According to previous studies [3], this species of fungus is known for its high level of resistance, and is likely to be resistant to commonly used antifungal drugs in clinical practice. Given the severity of the patient’s condition, we administered 0.1% amphotericin B eye drops in combination with surgical intervention and the topical application of iodine tinctures. Removing red material from the surface of corneal ulcers provides specimens for pathogen detection and aids in the identification of ferrous foreign bodies. This may enhance the efficacy of topical drug therapy.

In our literature search, previous animal studies indicated that Phaeoisaria clematidis can infect mice, leading to dark nodular lesions across multiple organs. Histological examination revealed that the lesions were characterized by granulomata [5]. However, there is currently no direct evidence of human infection in other organs. Further research is necessary to explore the potential pathogenic mechanisms and clinical relevance of this fungus.

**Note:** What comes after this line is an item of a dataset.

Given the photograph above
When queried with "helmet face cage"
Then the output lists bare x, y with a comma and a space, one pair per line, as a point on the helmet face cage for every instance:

In this case, burn of corneal ulcer with iodine tincture is a traditional anti-infective treatment that is still used in developing countries. Clinical experience suggests that this treatment can shorten the course of fungal keratitis, but further studies are needed to confirm.

In conclusion, this case highlights the importance of considering corneal fungal infection in patients with corneal foreign bodies. Corneal smear and IVCM examination should be conducted for suspected cases with a history of trauma. Therefore, early detection, diagnosis, and treatment of this condition are crucial. Proactive use of antifungal drugs, smear and cauterization of corneal lesions, and applying iodine tincture can effectively manage disease progression.